Russia finds no alternative for Conference

Russian importers are having problems finding alternatives for the Dutch and Belgian Conference pears. For apples, other partners have been found, but this is turning out to be a lot more difficult for pears. Investors are pinning their hopes on Russian supermarket Magnit. Magnit’s discount formula is expected to profit from the tough economic circumstances. For the coming year, the expectations for the Russian economy aren’t very good either. 17% inflation is being reckoned with. And according to estimates, Putin is the richest individual on earth, with an estimated capital of 200 billion dollars. Whether the Russian president actually has this capital at his disposal, cannot be proved.

If all parties will adhere to the agreements made in Minsk, the sanctions against Russia could be relaxed, German politician Philipp Lerchenfeld reportedly told Russian media. So far, the ceasefire appears to be ineffective. There are still reports of fighting around the city of Debaltseve, where the separatists appear to have the upper hand, and the withdrawal of heavy weaponry also hasn’t been initiated yet.
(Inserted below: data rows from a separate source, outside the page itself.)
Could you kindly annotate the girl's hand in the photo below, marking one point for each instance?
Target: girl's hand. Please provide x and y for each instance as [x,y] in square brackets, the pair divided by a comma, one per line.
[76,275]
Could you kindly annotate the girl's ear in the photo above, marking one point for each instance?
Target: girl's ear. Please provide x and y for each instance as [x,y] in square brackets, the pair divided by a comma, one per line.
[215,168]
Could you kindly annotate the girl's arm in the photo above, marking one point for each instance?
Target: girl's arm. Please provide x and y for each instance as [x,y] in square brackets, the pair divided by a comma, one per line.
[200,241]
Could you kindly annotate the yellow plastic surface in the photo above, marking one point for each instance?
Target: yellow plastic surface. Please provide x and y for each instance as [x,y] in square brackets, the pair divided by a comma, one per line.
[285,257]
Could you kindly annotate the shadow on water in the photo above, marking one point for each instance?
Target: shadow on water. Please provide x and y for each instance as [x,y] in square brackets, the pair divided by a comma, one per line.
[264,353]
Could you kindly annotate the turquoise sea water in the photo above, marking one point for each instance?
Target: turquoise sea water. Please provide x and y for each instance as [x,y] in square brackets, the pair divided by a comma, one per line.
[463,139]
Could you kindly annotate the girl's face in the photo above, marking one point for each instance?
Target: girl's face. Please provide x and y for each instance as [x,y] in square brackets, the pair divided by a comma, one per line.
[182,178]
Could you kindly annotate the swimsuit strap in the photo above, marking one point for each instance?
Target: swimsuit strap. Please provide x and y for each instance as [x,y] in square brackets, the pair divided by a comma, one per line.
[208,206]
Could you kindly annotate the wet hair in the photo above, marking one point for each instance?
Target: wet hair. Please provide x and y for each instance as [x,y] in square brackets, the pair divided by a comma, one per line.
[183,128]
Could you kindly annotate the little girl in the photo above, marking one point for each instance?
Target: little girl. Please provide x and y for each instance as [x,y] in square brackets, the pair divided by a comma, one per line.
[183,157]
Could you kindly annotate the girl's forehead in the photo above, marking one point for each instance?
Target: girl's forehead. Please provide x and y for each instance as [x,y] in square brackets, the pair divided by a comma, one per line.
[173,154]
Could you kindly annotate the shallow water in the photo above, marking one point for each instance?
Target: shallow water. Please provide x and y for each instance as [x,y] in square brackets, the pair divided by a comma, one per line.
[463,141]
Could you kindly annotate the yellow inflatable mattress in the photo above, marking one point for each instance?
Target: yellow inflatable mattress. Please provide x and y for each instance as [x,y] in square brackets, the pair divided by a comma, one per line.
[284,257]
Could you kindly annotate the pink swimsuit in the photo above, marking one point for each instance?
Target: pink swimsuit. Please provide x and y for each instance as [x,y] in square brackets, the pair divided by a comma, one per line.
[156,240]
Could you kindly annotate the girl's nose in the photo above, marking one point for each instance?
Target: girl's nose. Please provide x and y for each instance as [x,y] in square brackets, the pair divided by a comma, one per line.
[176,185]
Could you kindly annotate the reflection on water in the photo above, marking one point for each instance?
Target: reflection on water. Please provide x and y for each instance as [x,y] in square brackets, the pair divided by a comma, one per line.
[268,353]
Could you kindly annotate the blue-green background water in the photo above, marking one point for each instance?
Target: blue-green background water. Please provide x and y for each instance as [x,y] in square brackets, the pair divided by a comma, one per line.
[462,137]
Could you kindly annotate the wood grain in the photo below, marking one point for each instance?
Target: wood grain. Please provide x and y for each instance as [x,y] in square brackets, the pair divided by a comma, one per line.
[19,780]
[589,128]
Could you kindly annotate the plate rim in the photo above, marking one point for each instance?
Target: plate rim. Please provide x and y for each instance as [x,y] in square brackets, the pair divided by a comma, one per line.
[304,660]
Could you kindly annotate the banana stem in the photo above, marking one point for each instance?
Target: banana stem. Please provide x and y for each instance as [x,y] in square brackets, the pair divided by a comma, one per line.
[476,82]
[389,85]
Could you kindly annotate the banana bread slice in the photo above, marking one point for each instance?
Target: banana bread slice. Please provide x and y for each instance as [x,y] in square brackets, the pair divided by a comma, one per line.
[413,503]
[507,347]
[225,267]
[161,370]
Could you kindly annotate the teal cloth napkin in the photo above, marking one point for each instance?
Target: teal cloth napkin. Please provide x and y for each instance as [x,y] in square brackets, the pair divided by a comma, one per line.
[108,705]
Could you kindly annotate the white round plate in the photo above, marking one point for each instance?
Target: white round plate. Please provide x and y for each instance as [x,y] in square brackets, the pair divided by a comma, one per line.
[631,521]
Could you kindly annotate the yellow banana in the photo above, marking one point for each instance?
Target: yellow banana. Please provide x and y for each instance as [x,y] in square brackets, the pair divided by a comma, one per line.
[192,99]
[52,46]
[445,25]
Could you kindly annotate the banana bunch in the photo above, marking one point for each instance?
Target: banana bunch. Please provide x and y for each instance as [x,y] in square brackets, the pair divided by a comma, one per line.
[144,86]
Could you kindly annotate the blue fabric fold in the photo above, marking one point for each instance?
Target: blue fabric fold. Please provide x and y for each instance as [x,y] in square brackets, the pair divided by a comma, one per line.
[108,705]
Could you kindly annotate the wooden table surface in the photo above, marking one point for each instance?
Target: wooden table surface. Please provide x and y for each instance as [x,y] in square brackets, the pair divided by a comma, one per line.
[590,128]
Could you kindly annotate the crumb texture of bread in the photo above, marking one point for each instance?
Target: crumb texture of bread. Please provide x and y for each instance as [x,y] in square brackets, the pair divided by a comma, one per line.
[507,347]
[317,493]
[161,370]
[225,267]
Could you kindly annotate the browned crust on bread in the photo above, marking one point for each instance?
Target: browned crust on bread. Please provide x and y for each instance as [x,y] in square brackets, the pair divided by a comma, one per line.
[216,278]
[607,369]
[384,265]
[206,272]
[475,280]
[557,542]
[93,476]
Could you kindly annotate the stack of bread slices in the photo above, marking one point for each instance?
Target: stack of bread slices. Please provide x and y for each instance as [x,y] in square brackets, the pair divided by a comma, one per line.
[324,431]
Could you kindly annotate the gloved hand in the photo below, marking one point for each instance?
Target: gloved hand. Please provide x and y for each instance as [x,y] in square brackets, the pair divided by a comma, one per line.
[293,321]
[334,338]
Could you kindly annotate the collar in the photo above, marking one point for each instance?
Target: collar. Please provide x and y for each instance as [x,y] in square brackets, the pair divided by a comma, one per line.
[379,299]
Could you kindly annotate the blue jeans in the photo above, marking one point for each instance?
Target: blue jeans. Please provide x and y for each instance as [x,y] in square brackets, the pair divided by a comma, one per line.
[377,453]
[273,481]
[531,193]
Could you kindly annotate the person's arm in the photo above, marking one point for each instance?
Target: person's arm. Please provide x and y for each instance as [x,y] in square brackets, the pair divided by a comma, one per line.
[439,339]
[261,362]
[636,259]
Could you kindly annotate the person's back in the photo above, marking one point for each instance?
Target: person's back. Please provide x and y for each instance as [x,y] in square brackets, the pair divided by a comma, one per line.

New pear suppliers hard to find
Where Russian importers were able to redirect the apple import to domestic produce and import from Serbia, China, Chile and Argentina, that turns out to be more difficult for pears. Some importers have even stopped offering pears altogether. The EU accounted for around 70% of the Russian pear import, with the Conference from the Netherlands and Belgium doing particularly well in winter and spring. The importers aren’t succeeding in finding alternatives for these pears.

Sverdlovsk invests in seedlings
The Sverdlovsk region reports investing over 79 million dollars in the development of agriculture. Potato cultivation is an important destination for the funds. The region wants to become less dependent on the import of seedlings. Russian companies import 95% of their seed potatoes, a percentage that needs to come down.

Tough year for Russia
The Russians are again facing a tough year in 2015. The government reckons with an inflation that could go up to 17%, a percentage that hadn’t been seen since 2002. Consumer confidence fell to a low in the last quarter of 2014. The government support measures are mainly focused at industry, while the sectors that are hit hardest by the economic decline are trade, construction and service provision.

Magnit safe haven
Investors expect Magnit’s discount concept to have a better position than competing supermarkets. The supermarket’s share price went up by 20% last week. With the lacklustre economic prospects, investors are expecting the discounter formula to attract more consumers.

Putin richest on earth?
Although his exact capital is unknown, Bill Browder, CEO of Hermitage Capital Management, made an estimation of Putin’s capital for CNN. He estimates the Russian president’s capital to be 200 billion dollars, which means Putin would immediately take the top spot. The official ranking is headed by Bill Gates, with a capital of 79 billion dollars. Putin is said to have acquired this capital through activities that include embezzling government funds.